Thursday, April 29, 2010

Lit in review: 5 and 6 of 7 on Food Prices

About time I got back to this series. Both papers consider food series from supermarket scanners, from 2006-2008 and 2003-2005 respectively, to discuss what happened during the recent food price crisis.

(5) Richards and Pofahl (2009), "Commodity Prices and Food Inflation," Nov, 1450-55.

"Pass-through rates from farm to retail price are likely to vary depending on the nature of the production process, the competitiveness of the vertical supply channel, the number of products sold, and even the direction of the price change." Their structural model studies multiple food firms producing one food each which are offered under contract to a single retailer who chooses whether to accept the contract or not and then sets retail prices for consumers (generalized extreme value discrete choice demand). They compare inflation/deflation pass-through for apples and cereal brands (low processed and high processed).

They find that when commodity prices rise, wholesale and retail margins fall in order to maintain market share - only 75% of the apple price increase is passed on. When commodity prices fall, margins increase temporarily. For cereals, however, wholesale margins rise when prices rise: retailers and consumers expect that prices will rise, so it's an easy time for extra profit even though total costs do not increase much. Retailer margins shrink when cereal prices increase and rise again when prices fall. They conclude that policies to address price changes need to take into account these different reactions: "multiproduct, strategic pricing considerations will not only be important but may dominate the argument."

(6) Berck, Leibtag, Solis, and Villas-Boas (2009), "Patterns of Pass-through of Commodity Price Shocks to Retail Prices," Nov, 1456-61, ungated.

They consider the pass through rates for cereal and chicken from increases in corn, wheat, and gasoline price increases in California. Chicken represents the more grain-intensive food product and has a less concentrated market. Approximately 32% of each is sold by promotions with an average 12-15% discount. "There is considerable variation in price from store to store, despite the fact that all these stores belong to the same chain." Corn makes up 1% of the value of a corn cereal.

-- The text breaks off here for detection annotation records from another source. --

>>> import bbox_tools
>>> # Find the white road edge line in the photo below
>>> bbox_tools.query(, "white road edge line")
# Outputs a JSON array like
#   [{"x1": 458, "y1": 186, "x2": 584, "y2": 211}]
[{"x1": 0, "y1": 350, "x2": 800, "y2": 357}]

Log-log estimation on both gross price and price net of promotions are run with a lagged dependent variable. They find that the frequency of all sales goes down when gas prices go up; the frequency of cereal sales goes down when corn or wheat prices go up; and that corn prices do not change the frequency of chicken sales. Hence, it is important to consider net prices rather than gross prices for understanding price pass-through. Lagging the dependent variable to account for price stickiness and omitted variables shows that pass through is underestimated otherwise for chicken and overestimated for cereals. They claim this is because of storage costs.

Some other studies: Hosken and Reiffen (2004) - "retail promotions account for 20-50% of the annual variation in prices."